Writers, you know, are the beggars of Western society— Octavio Paz
One of the things I signed up for to promote the release of Willful Avoidance (otherwise known as Secrets of a Kick-ass Tax Woman) is a book blog tour. Has anyone ever done one of those? Am I completely crazy?
The point of a book blog tour is to spread the word about your wonderful masterpiece and to hopefully convince people to review your book (because, as every writer knows, if your book doesn’t have 35 reviews it goes straight to the shiteree.)
Just the thought of self-promotion turns me into the most wretched of creatures – a full blown pity puss -flogging myself, over imbibing and piteously wailing: Woe is me, to whoever will listen. At this point, only the cat.

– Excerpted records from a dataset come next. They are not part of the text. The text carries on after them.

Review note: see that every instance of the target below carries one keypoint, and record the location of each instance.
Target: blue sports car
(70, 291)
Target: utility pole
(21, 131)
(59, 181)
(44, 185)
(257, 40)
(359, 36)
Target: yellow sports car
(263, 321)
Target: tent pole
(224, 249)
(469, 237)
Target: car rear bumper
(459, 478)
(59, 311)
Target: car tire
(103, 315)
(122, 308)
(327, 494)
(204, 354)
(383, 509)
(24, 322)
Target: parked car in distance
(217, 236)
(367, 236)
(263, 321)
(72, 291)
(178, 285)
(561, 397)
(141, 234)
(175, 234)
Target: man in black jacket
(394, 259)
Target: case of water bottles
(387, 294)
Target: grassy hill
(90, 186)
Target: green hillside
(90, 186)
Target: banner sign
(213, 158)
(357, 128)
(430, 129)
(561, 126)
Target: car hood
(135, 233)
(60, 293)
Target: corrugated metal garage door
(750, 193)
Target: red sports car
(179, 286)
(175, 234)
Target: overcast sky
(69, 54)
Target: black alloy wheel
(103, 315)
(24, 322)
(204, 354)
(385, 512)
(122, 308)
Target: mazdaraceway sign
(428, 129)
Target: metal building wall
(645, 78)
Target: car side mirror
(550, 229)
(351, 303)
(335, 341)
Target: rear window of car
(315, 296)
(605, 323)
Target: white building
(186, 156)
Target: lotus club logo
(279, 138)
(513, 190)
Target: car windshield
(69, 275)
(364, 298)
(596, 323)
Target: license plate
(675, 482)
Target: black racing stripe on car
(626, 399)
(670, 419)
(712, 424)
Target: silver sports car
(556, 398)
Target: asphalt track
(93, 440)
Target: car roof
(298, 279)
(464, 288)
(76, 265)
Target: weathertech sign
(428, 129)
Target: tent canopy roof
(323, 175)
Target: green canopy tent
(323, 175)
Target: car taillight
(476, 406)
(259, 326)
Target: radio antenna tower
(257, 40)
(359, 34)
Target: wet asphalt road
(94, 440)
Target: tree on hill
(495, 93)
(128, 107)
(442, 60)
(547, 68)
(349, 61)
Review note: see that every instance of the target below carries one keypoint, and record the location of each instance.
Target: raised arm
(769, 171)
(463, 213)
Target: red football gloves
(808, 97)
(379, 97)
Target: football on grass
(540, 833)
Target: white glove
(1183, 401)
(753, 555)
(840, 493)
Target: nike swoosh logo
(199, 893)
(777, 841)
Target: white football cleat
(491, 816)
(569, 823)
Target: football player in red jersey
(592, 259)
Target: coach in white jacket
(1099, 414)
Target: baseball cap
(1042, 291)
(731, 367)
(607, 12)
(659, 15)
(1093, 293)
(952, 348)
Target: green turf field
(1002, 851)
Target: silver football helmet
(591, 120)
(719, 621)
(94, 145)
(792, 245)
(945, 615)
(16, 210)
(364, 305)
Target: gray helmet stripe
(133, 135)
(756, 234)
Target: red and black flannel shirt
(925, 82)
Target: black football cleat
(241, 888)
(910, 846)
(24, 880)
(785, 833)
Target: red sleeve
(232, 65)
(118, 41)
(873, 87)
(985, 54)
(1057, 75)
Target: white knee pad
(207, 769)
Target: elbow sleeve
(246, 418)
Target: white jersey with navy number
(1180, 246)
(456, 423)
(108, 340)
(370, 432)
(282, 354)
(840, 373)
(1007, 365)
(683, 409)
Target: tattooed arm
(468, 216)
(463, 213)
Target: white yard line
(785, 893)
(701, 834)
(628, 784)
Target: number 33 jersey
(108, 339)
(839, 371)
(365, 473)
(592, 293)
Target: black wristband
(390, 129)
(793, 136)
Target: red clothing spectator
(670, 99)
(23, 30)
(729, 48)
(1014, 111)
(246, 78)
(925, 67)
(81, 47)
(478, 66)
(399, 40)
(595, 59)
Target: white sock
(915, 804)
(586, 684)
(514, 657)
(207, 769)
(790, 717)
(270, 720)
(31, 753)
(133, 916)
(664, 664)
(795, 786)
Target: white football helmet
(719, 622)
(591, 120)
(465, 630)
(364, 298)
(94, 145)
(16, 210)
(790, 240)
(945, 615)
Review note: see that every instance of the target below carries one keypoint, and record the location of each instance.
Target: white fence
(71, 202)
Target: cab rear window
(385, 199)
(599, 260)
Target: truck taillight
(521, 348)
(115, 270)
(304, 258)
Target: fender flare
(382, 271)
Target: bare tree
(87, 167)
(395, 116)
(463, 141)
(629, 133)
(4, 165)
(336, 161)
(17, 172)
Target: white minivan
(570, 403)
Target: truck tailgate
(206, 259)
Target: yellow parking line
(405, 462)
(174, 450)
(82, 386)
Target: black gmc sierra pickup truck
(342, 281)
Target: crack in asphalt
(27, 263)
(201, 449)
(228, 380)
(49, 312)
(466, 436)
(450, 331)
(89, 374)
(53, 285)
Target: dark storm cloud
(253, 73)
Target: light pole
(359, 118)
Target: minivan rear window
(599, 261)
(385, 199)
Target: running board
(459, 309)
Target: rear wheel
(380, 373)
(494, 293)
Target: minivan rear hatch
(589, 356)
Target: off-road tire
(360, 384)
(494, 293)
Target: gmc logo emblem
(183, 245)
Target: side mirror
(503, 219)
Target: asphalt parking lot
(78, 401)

Many of us think that successful writers, like Mark Twain, would never in a million years lower themselves to take part in the wretched process of self-promotion. This notion is often perpetuated by those same authors in statements such as:
How often we recall with regret that Napoleon once shot at a magazine editor and missed him and killed a publisher. But we remember with charity that his intentions were good. – Mark Twain
Sounds as though Twain would spit in the eye of any publisher who dared to order him on a book blog tour, doesn’t it?
Well, nothing could be further from the truth. According to this article from the University of Virginia, Twain practically invented self-promotion. He was the first author to incorporate himself, the first author to trademark his name and finally the first to sell books via subscription (basically pre-ordering) and would not publish a book unless he had enough “subscribers.”
Curse you Mark Twain!
Here are some quotes from other pity pusses (err, writers) on the subject of self-promotion:
- In other countries, art and literature are left to a lot of shabby bums living in attics and feeding on booze and spaghetti, but in America the successful writer or picture-painter is indistinguishable from any other decent businessman — Sinclair Lewis
- Any writer, I suppose, feels that the world into which he was born is nothing less than a conspiracy against the cultivation of his talent — James Baldwin
- America is no place for an artist: to be an artist is to be a moral leper, an economic misfit, a social liability. A corn-fed hog enjoys a better life than a creative writer, painter, or musician. To be a rabbit is better still — Henry Miller
- All publishers are Columbuses. The successful author is
their America. The reflection that they–like Columbus–didn’t discover what they expected to discover, and didn’t discover what they started out to discover, doesn’t trouble them. All they remember is that they discovered America; they forget that they started out to discover some patch or corner of India — from the Autobiography of Mark Twain
Are you a pity puss like me or a Mark Twain? Fess up, your secret is safe with me!